As a longtime werewolf-movie lover (his spouse is, too), TrustMovies tries to keep an eye out for anything good (yes, that's increasingly rare) to be found in this genre. The last worthwhile werewolf film he recalls seeing would be Paul Hyett's Howl (from 2015), which was a smart combo of confined-space-train-travel and monster movie. So, when he heard about LYCAN, a new film that hits theaters this week, interest perked. Werewolf hope, it seems, springs eternal. (Whoops. I've just been informed that the movie's opening has been suddenly postponed two weeks until August 18.)

The film's director/co-writer (with Michael Mordler), Bev Land, is the gentleman shown at left, and while he seems to possess some talent at film-making, this is perhaps not the genre he should be staking out. His movie's beginning -- one of those hot-sex scenes in which something horrible stalks the participants (one of whom is shown below) -- turns out, in retrospect, to be completely ridiculous and near-meaningless, given what we eventually find out is going on. Then the film shifts to its primary tale, that of a classroom in which the teacher --
a very sexy and knowing performance from Vanessa Angel (below) -- has divided her students into sections, each one of which must tackle its very own history project. The section we viewers come to know best is comprised of six students in the usual diverse group: the black kid, the video nerd, the entitled bitch, the outsider, the other (and-clearly-expendable) girl and the caring, beautifully muscled hunk.

Unaccountably deciding to pursue the rather ancient local legend of a werewolf, rather than the more intelligent and reasonable suggestion of a miscarriage-of-justice story (bad decisions seems to fuel most movies like this one), the group, below, heads into the forest (for some reason on horseback) to do, uh, duh, its research. Carnage ensues.

So far, so good: the dialog and performances of the kids are smart and believable, and the classroom scene is quick and clever. Once the group gets into the woods, however, the movie slowly goes to pot (and not the enjoyable kind).

Bad things keep happening, the group refuses to stick together, and soon it's like, "OK: Who's gonna be the next to go?" But as too often happens in movies like this, the audience will probably not give a shit. Our "outsider" girl (Dania Ramirez, above) starts going to pieces in her own very pre-determined manner, while our hero (Jake Lockett, above, left) tries to help.

The gore quotient grows larger (but nothing we've have not previously seen many times over by now), even as the cast of characters diminishes, and finally we're left with a villain who comes as no surprise, and a move-ahead-to-present-day denouement that hands us the usual nonsense of "Oh, right: Evil never dies."

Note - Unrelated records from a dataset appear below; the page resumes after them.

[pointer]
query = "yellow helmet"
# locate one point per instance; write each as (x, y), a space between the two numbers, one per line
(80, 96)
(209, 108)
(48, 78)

As the end credits rolled, spousie muttered, "What a waste of time." I couldn't disagree, but as I say, there are traces of talent here that may bode better films to come. From MVD Entertainment Group, Lycan opens theatrically in two weeks, on August 18, in various theaters. (Once I get a list of these, I'll post it here.) Meanwhile, it won't be long -- Tuesday, September 26, we're told -- before the film makes its way to home video, on disc, digital and VOD.